Please note that we received a review copy of Dying Light for the PlayStation 4. 

Zombies are everywhere: in our comic books, on our TVs and in our movies. And although we could be on the cusp of zombie overload, video game developer Techland is counting on us still wanting more undead in its latest title Dying Light.

Fortunately, Techland has done the impossible with the game: they've kept the zombie story interesting and added gameplay elements that you don't often see in these kinds of titles.

Dying Light starts in the middle of the zombie apocalypse, after people have started becoming the undead, thanks to the spread of a virus. In Dying Light, you take on the role of Kyle Crane, a GRE contractor who parachutes into a zombie-infested third world city called Harran. Although Crane's mission is to find an important file about the virus that began the apocalypse, he must take on other missions to achieve his goals.

What makes Dying Light unique is that gameplay changes depending on the game's time of day. Although the zombies are out during the day, at nighttime, they multiply. Not only that, but at night, a few other variant strains of zombies come out, and they're deadlier than any you encounter during the day. You have a choice of doing your missions at night or day, but night missions earn you double XP. Some main missions require nighttime wandering, though, and if you're not careful, you're dead before you know it.

It's a nice strategy that lends a bit of realism to the game, and at night, when you're forced to wander around looking for something without the aid of a flashlight (as the light alerts zombies to your presence), there's a nice sense of terror, especially when you start to hear that first zombie breathing down your neck.

There is also an emotional element to Dying Light. The main storyline hits the right beats, and there are a few moments where you're left surprised and freaked out by something that's just happened. The game does a solid job of setting up that tone, but a lot of it has to do with Crane's voice actor, Roger Craig Smith. One particular scene that sees the loss of a colleague hits particularly hard.
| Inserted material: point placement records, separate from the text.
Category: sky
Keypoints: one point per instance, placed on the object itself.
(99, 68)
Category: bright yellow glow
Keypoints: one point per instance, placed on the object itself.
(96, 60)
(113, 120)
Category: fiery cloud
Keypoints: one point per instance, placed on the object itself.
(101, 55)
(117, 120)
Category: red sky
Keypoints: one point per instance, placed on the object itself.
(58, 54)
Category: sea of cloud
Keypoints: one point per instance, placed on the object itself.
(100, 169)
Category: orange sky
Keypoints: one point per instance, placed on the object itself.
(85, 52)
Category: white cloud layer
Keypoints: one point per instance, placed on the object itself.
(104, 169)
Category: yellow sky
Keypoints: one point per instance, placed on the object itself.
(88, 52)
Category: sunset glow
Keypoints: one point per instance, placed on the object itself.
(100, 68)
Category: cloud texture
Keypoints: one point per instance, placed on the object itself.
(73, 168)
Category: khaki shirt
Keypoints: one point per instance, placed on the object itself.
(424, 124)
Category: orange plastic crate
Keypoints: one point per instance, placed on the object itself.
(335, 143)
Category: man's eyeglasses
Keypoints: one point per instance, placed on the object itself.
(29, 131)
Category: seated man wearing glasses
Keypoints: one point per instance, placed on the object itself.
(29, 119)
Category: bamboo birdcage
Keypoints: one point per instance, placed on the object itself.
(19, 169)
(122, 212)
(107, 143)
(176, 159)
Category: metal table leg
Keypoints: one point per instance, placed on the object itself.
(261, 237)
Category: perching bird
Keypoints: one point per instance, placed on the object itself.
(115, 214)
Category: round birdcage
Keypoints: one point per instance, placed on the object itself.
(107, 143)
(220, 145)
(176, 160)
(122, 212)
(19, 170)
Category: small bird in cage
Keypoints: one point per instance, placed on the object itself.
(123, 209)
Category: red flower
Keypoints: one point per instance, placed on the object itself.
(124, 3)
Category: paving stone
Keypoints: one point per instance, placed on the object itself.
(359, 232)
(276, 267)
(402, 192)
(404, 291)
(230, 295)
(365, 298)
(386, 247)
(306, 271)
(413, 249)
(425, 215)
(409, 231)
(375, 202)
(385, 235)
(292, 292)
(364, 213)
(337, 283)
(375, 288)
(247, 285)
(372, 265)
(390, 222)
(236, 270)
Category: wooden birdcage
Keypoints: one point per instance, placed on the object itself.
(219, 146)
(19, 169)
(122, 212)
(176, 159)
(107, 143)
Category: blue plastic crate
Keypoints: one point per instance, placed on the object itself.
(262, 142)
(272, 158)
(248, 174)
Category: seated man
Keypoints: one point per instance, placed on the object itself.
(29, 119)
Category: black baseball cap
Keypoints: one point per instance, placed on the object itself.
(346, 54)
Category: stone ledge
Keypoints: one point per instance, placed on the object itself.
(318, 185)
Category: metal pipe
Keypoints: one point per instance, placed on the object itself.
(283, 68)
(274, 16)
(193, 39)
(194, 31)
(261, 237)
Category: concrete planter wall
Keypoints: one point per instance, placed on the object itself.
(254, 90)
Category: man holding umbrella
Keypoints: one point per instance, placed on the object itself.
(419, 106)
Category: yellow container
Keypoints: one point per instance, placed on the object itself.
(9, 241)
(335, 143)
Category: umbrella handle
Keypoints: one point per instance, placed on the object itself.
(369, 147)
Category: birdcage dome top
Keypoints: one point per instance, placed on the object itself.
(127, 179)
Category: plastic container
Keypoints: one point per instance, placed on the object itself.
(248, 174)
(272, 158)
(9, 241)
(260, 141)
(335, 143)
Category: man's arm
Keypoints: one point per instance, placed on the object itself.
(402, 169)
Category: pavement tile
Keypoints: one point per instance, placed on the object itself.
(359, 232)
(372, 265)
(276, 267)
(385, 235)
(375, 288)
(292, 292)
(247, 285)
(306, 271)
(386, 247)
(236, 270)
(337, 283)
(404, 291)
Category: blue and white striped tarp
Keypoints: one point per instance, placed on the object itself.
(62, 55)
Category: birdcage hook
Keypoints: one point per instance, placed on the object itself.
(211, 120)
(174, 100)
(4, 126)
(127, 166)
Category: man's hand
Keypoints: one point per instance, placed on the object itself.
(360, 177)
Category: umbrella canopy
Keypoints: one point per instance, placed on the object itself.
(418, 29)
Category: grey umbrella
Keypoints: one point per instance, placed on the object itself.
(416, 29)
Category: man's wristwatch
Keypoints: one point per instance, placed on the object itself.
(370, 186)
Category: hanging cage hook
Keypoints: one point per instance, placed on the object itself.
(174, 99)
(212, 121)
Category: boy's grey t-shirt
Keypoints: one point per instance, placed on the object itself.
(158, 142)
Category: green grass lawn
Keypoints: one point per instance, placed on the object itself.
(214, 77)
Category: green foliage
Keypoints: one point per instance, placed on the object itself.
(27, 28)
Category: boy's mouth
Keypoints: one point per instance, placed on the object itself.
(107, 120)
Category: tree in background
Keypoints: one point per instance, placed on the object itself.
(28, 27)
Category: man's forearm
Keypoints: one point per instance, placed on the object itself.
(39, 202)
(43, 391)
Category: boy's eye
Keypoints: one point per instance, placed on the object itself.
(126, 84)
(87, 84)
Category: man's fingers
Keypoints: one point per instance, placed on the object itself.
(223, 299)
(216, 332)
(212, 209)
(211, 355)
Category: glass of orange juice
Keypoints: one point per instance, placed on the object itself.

Upon first impression, Dying Light feels something like Mirror's Edge. There is a lot of first-person running, jumping and climbing, which makes this different from a standard "shoot all zombies in the face" game. In fact, you're encouraged to not even engage zombies in combat and run from them, using climbing to get away quickly. This means that when you're forced into combat, it's often clunky, and considering most of your weapons are melee, such as an axe or pipe, it takes a few hits to bring an undead down.

However, unlike Mirror's Edge, the running, jumping and climbing isn't an exact science and the controls for those activities are a little clunky. You have to aim your climbing and stare exactly at the ledge you want to climb up. Otherwise, you just end up jumping up and down against the same wall over and over. This game could benefit from more intuitive controls in that aspect. It's a minor problem during most gameplay, but when you're surrounded by zombie hordes, it becomes a major problem.

Another problem with Dying Light is that the game feels repetitive at times, especially with side quests. It's a little unrealistic to think that a guy you just saved wants you to trot him all over town to pick up a few items, although you just saved him from certain death at the hands of zombies or bad guys, but this happens a lot. Harran itself starts getting a little boring, too, and after a while, the city starts feeling rather small, even though the game offers an open world setting.

That being said, though, Dying Light is worth a playthrough, just because it's trying to do something different with survival horror. Forcing players to choose different ways of gaming depending on whether it's day or night, in addition to encouraging players to escape from zombie hordes to live another day, is refreshing in a sea of similar titles that just want you to shoot zombies in the head until your fingers bleed.